Morris v. Crawford County, Ark.

173 F. Supp. 2d 870, 2001 U.S. Dist. LEXIS 17550, 2001 WL 1304134
CourtDistrict Court, W.D. Arkansas
DecidedOctober 23, 2001
Docket01-2053
StatusPublished
Cited by1 cases

This text of 173 F. Supp. 2d 870 (Morris v. Crawford County, Ark.) is published on Counsel Stack Legal Research, covering District Court, W.D. Arkansas primary law. Counsel Stack provides free access to over 12 million legal documents including statutes, case law, regulations, and constitutions.

Bluebook
Morris v. Crawford County, Ark., 173 F. Supp. 2d 870, 2001 U.S. Dist. LEXIS 17550, 2001 WL 1304134 (W.D. Ark. 2001).

Opinion

ORDER

DAWSON, District Judge.

Plaintiff brings this action asserting a cause of action under 42 U.S.C. § 1983 and a state-law battery claim. Plaintiff alleges that he was subjected to excessive force while detained in the Crawford County Detention Center (CCDC). He names as Defendants Crawford County, Arkansas, and Sheriff Bob Ross, Deputy John McAllister, and Deputy Larry Ruiz, individually and in their official capacities. 1 The Court previously denied Deputy Ruiz’s motion for summary judgment in his individual capacity, finding that he was not entitled to qualified-immunity, as there was evidence that he used a “knee drop” on Plaintiff, thereby severing Plaintiffs intestine, when Plaintiff may not have been offering any resistance. Currently before the Court is a motion for summary judgment on Plaintiffs claims against Deputy Ruiz in his official capacity, his claims against Deputy McAllister and Sheriff Ross in both their individual and official capacities, and his claims against Crawford County.

In determining whether summary judgment is appropriate, the facts and inferences from the facts are viewed in the light most favorable to the non-moving party. Further, the burden is placed on the moving party to establish both the absence of a genuine issue of material fact and that it is entitled to judgment as a matter of law. See Fed.R.Civ.P. 56(c); Matsushita Elec. Indus. Co. v. Zenith Radio Corp., 475 U.S. 574, 586-87, 106 S.Ct. 1348, 89 L.Ed.2d 538 (1986); Nat’l. Bank of Commerce of El Dorado, Arkansas v. Dow Chem. Co., 165 F.3d 602 (8th Cir.1999).

Official-Capacity Claims

The claims against Sheriff Ross and Deputies McAllister and Ruiz in their official capacities are deemed to be the same claims made against Crawford County. See Liebe v. Norton, 157 F.3d 574, 578-79 (8th Cir.1998). Plaintiffs official-capacity claims against these Defendants are accordingly dismissed as redundant.

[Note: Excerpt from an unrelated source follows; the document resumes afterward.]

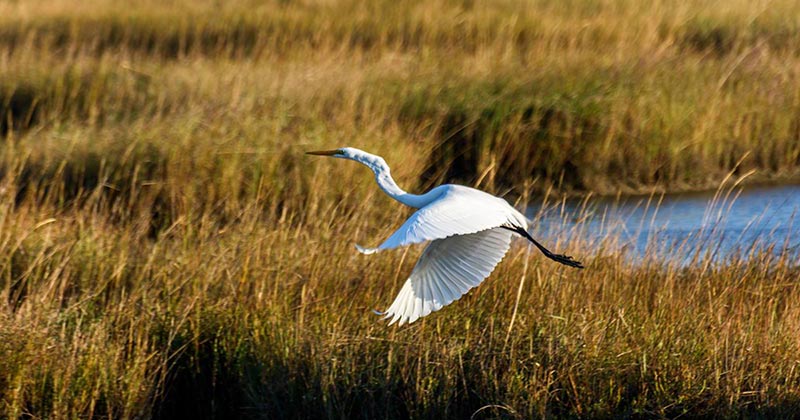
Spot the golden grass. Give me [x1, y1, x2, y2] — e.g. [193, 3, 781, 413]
[0, 0, 800, 418]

*873 Deputy McAllister in his Individual Capacity

Deputy McAllister contends that the only force he used on Plaintiff was a single “backhand” to the side of his face and that he used this force because Plaintiff “grabbed at” him when he was trying to exit Plaintiffs cell. Deputy McAllister argues that he is entitled to summary judgment, as the force he used was reasonable under the circumstances and that Plaintiff did not sustain any type of injury. Deputy McAllister further argues that even if the force he used against Plaintiff were to be deemed excessive, he is entitled to qualified immunity.

Plaintiff disputes Deputy McAllister’s version of events and submits a sworn statement from Deputy Ron Long, who witnessed the incident. According to Deputy Long, Plaintiff was lying on his back on the floor of his cell, not resisting in any way, when Deputy McAllister “hit [Plaintiff] several times in the face ... [then] made a comment if you want anymore, just call me and I will be glad to come back and give you some more of this ... [a]nd then he moved way and ... [Ruiz] went down on his knee into the torso of [Plaintiff].” (Doc. 35 Ex. C.) Plaintiff contends that he sustained bruises as a result of the blows administered by Deputy McAllister.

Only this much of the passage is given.